Extensive use is made of the driven stations in both of the turrets but pick-off for back end operations is avoided in order that perfect concentricity can be maintained.
In one optical housing, a square aperture is milled in the reverse of a component before part-off.
A good example of a component machined in successive operations on both the machining centre and the lathe is the stainless steel chassis, produced from a casting approximately 230 mm long by 175 mm OD.
It is fixtured on a pallet, locating off three faces on the casting.
The inside face and end face are rough milled, material is roughed from the main bore and two tooling holes are drilled.
Locating on the lathe off the same three faces, two rim diameters at 90 degrees to each other are rough turned to create face A and edge B.
Back on the machining centre, face A and the two tooling holes take over as location points.
Another face and the prism housing are roughed, as are the top and bottom gimbal arms.
Fixtured again on the lathe using the original location points, rim diameters A and B are finish turned, the former to 5 microns flatness and to a parallelism of 10 microns to other machined features.
On the machining centre and reverting to face A and the tooling holes as fixturing points, various lower tolerance flat faces are finish machined; drilling, tapping and slotting operations are completed; and the bores are finished using Mapal tools to ñ 5 microns.
It is here that the in-process grinding operation comes into play.
In the same set-up, the profiled aluminium oxide wheel mounted on an extension arbour grinds two faces for locating the rear optical tube and the thermal reference device.
Both have to be within 10 microns parallelism and flatness to datum face A.
The through-spindle coolant facility is used to supplement the external nozzles, directing copious quantities of coolant to the point of grinding.
A diamond dresser is mounted on the fixture which is also used to profile the straight-sided wheels during the pre-production phase, avoiding wheel collision with the complicated machined casting.
One final refixturing for machining slots and holes which are inaccessible at other clampings completes the machining sequence.
Provision has been made in the cell for a second Makino A66 which will be served by the same pallet pool to cope with an anticipated increase in demand for missiles.

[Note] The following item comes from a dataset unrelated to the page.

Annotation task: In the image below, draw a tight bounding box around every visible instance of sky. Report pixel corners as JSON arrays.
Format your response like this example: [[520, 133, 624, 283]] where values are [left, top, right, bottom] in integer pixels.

The additional A66 will provide the extra prismatic machining capacity needed.
Furthermore, the existence of two 128-position tool magazines will provide plenty of capacity for what by then will be a 180 tool library, plus sister tooling.
The face-and-taper toolholding system BIG Plus, also supplied by NCMT, is used to provide the necessary rigidity for attaining the very high tolerances.
To achieve contact between the back of the tool flange and the front of the spindle nose as well as contact along the length of the taper, both spindle and toolholder are precision ground and a drawbar pressure of 800 kg is used, deforming the taper slightly to allow simultaneous face contact.
The advantages are well documented, one benefit being that rigidity and hence machined finish are improved due to the increased diameter where the tool meets the spindle.
Furthermore, face contact has the additional benefit of squaring the tool in the spindle reliably after every toolchange, resulting in a high level of repeatability.
Tests show a positional variance of less than one micron over a large number of automatic toolchanges.